Flexible Searching with Solr and Sunspot.
Mike Pack writes:
Just about every type of datastore has some form of indexing. A typical relational database, such as MySQL or PostreSQL, can index fields for efficient querying. Most document databases, like MongoDB, contain indexing as well. Indexing in a relational database is almost always done for one reason: speed. However, sometimes you need more than just speed, you need flexibility. That’s where Solr comes in.
In this article, I want to outline how Solr can benefit your project’s indexing capabilities. I’ll start by introducing indexing and expand to show how Solr can be used within a Rails application.
If you are a Ruby fan (or not), this post is a nice introduction to some of the power of Solr for indexing.
At the same time, it is a poster child for what is inflexible about Solr query expansion.
Mike uses the following example for synonyms/query expansion:
# citi is the stem of cities
citi => city# copi is the stem of copies
copi => copy
Well, that works no doubt, if those expansions are uniform across a body of texts.
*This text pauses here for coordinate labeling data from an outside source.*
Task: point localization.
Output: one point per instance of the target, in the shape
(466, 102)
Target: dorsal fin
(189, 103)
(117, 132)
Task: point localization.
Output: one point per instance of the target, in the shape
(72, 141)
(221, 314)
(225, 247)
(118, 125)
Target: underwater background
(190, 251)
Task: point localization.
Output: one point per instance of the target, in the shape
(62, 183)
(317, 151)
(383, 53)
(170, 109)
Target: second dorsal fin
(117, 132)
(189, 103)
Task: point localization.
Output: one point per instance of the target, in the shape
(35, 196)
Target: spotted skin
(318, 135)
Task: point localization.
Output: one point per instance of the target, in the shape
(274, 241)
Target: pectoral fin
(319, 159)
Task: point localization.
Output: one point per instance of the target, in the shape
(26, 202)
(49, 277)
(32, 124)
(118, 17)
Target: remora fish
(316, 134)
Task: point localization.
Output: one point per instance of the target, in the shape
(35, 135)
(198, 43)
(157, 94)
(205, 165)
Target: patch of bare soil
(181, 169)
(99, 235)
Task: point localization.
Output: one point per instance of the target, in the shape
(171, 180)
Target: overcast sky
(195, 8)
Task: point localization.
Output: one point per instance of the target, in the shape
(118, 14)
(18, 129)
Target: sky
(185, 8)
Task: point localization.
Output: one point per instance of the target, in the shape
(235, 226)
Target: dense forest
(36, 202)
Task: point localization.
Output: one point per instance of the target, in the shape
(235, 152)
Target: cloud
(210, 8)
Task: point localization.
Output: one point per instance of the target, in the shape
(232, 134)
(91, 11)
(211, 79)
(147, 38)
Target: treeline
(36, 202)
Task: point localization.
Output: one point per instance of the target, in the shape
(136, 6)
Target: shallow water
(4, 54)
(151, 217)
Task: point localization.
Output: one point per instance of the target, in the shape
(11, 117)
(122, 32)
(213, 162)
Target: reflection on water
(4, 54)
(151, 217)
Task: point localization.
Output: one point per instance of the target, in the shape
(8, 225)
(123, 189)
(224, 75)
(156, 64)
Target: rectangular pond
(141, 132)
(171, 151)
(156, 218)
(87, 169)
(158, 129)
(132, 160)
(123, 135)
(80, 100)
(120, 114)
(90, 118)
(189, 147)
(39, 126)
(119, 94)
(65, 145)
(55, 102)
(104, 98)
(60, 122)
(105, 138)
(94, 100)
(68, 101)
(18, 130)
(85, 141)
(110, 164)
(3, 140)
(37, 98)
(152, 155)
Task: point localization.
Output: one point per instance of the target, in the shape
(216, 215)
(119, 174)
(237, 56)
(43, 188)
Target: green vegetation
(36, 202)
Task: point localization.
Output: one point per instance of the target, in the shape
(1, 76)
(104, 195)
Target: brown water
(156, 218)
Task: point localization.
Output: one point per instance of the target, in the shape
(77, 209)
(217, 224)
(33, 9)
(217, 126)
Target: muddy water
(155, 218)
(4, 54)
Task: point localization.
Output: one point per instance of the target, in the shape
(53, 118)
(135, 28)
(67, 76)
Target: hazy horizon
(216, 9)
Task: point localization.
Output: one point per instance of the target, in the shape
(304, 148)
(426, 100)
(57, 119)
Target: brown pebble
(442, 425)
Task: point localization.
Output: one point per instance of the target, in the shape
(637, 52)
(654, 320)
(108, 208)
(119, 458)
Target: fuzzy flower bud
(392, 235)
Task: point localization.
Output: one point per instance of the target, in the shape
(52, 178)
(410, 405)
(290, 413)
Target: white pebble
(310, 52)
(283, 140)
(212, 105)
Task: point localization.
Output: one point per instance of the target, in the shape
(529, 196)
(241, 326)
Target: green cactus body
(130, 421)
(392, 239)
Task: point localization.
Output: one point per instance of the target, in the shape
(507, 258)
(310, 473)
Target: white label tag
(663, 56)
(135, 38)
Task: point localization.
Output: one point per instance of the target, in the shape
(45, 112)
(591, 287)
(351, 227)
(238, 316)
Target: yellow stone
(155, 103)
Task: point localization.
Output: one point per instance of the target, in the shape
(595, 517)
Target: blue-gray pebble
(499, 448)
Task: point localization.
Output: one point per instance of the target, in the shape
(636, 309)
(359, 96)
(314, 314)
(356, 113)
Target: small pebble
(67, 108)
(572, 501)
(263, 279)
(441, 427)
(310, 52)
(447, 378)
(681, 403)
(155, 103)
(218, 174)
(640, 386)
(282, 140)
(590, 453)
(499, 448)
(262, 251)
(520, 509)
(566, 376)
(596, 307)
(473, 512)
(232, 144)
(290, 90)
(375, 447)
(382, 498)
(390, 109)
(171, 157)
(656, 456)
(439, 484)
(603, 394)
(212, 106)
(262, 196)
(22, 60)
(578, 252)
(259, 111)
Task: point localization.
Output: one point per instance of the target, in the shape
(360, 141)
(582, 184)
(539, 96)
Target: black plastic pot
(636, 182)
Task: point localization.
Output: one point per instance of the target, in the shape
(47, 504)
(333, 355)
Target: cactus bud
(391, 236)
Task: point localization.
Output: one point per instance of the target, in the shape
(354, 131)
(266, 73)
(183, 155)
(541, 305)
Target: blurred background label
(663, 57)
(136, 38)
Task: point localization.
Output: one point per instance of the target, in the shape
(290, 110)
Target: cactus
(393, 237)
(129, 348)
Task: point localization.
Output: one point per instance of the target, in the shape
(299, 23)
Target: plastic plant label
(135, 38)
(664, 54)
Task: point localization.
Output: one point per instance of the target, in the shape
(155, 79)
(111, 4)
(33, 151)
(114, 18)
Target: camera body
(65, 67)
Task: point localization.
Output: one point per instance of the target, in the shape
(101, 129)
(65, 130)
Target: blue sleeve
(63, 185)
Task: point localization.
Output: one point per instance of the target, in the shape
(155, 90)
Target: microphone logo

Depending on the size of the collection, that may or may not be the case. That is the uniformity of the expansion of strings.
We could say:
#cop is a synonym for the police
cop => police
Meanwhile, elsewhere in the collection we need:
#cop is the stem of copulate
cop => copulate
Without more properties to distinguish the two (or more) cases, we are going to get false positives in one case or the other.